過去ログ20街が病んでいることなど誰が見ても明白だろう。ふらりと足を運んだ異邦人でも一目で分かるほど街の荒廃は一目瞭然だ。整然と並んだ石畳に染み込んだ血の色は消えず、壁に張り付いた肉片はは乾いている。何よりこの臭いだ。腐った肉の臭いや濡れた獣の毛皮の匂いが付き纏い、眉間が疼くようだった。住み慣れている筈の街だが、徐々に増す生臭い死臭に不快感は増すばかりだ。

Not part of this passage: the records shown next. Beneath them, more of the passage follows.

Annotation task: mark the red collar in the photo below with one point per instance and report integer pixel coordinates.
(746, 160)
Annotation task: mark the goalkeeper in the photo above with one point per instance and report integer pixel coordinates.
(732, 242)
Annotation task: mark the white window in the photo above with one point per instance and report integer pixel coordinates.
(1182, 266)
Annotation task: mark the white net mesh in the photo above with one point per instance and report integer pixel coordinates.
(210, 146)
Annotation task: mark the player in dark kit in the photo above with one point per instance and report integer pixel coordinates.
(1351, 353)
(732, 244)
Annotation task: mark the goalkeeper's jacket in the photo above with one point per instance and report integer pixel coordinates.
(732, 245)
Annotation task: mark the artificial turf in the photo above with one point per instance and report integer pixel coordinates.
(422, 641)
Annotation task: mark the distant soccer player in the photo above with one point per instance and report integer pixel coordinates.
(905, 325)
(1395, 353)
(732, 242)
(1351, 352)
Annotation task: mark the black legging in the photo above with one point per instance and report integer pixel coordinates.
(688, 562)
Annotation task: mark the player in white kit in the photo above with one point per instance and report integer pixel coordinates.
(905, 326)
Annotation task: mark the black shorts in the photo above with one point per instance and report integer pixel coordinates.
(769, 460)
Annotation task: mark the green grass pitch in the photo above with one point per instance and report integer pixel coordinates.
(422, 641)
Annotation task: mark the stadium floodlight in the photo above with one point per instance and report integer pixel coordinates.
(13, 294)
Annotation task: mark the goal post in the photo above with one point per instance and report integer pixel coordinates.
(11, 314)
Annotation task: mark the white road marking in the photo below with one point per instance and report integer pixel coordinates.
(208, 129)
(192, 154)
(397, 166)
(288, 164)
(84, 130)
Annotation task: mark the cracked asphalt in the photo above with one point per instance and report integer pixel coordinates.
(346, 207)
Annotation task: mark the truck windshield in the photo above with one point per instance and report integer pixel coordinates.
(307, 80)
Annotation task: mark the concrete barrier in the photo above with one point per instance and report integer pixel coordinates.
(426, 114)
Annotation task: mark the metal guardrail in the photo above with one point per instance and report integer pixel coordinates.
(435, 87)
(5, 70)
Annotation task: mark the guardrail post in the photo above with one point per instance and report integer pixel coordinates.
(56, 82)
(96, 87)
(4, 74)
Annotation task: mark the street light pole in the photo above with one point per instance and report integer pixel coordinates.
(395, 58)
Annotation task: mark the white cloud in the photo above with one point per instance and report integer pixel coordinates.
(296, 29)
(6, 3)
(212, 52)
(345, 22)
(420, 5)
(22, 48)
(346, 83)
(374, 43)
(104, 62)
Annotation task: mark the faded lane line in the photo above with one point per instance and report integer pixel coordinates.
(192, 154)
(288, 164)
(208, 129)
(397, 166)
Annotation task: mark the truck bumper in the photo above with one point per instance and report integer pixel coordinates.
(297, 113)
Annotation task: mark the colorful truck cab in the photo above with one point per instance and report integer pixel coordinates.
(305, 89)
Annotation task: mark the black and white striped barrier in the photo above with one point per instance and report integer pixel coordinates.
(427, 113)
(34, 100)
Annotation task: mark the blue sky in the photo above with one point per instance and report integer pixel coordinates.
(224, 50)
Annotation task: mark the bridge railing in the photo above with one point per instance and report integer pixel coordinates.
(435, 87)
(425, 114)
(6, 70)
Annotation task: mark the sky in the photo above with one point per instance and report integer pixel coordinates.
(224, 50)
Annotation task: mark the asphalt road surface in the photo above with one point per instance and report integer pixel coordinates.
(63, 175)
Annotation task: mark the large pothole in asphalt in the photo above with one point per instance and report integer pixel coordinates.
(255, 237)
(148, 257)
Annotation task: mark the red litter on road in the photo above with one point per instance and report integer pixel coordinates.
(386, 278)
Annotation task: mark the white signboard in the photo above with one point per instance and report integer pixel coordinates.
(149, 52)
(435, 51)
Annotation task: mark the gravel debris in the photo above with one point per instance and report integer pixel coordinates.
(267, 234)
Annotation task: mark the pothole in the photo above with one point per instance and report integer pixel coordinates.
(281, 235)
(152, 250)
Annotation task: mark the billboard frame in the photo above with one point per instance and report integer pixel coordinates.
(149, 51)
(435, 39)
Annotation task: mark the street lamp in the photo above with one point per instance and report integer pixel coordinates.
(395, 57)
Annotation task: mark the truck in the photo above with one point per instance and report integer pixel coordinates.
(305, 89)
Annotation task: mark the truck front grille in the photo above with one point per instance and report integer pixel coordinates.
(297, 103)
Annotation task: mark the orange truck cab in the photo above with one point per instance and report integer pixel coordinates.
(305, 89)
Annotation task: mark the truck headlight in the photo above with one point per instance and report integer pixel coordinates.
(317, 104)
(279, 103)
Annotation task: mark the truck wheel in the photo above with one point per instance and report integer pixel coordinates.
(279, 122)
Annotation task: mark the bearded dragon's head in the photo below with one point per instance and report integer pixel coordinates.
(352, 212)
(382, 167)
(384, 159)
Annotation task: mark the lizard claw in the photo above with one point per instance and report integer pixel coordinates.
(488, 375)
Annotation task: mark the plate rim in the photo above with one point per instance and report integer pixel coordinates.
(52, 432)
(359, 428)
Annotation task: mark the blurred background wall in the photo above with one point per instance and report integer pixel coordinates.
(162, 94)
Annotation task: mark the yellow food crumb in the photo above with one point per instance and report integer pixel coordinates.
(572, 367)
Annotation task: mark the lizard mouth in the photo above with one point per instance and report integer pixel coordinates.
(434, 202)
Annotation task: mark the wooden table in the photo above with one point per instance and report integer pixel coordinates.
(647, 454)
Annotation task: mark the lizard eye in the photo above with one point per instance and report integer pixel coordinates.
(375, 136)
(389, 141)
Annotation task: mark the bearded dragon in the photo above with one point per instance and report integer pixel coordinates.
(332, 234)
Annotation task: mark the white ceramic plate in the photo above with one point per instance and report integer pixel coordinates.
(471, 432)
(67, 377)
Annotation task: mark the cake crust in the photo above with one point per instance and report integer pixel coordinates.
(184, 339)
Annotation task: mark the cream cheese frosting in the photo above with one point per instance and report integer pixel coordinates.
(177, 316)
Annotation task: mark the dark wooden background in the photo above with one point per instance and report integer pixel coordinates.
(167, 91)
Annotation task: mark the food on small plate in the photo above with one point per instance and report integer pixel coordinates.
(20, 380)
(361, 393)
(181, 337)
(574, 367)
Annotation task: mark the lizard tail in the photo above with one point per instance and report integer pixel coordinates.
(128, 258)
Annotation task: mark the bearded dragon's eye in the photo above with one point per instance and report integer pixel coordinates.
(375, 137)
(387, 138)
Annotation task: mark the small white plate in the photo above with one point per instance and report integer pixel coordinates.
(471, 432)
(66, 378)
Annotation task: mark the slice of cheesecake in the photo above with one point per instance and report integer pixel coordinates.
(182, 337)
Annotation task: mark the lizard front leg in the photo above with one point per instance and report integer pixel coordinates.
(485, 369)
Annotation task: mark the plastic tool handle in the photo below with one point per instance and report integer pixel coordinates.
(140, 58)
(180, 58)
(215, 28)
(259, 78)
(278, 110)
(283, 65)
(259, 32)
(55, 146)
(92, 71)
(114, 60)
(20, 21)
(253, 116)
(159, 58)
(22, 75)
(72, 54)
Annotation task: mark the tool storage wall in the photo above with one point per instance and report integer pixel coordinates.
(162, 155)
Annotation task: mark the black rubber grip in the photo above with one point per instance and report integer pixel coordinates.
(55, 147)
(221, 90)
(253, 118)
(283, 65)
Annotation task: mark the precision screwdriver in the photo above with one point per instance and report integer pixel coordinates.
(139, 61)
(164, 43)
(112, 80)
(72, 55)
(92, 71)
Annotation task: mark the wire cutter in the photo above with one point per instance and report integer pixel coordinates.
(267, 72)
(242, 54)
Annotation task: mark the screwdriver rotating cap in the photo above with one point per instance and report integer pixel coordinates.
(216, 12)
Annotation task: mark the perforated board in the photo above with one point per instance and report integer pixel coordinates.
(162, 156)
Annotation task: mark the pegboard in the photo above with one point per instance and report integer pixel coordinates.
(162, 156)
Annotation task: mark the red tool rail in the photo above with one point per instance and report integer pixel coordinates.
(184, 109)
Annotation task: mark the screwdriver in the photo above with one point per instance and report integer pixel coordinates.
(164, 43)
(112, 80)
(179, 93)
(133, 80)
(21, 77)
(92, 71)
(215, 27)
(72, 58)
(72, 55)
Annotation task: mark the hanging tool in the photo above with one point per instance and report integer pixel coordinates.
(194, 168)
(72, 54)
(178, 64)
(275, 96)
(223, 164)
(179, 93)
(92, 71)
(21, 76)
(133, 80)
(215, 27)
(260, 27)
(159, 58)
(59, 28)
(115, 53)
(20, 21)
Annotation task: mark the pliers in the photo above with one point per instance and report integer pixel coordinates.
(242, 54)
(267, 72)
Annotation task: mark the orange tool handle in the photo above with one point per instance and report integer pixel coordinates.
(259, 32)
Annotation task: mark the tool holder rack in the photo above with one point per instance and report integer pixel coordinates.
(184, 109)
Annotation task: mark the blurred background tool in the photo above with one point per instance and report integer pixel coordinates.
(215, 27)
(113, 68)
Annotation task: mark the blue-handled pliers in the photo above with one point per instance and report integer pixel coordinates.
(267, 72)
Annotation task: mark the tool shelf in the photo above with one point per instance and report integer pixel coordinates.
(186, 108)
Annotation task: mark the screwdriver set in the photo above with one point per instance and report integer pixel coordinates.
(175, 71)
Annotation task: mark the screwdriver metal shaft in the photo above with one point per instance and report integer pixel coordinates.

粘つく唾液を吐きながら一匹の犬が飛びかかる。シモンの頸動脈を狙ったのだろう。身を屈めて襲撃を避ければ着地に失敗して犬が転ぶ。その四肢は腐って肉が崩れて始めていた。皮がずる剥けて繊維状の筋肉が剥き出しになった足から酷い匂いが漂っているようだ。
甲高く吠えたてる腐った肉を纏う犬の脇腹を蹴って弓で射る。誰かの飼い犬だったのかも分からぬほど原型を留めぬ其れを射殺せば、その隙にこちらに掴みかかろうと迫る男がいた。一切躊躇わずに首を刃で跳ねれば饐えた血の匂いがした。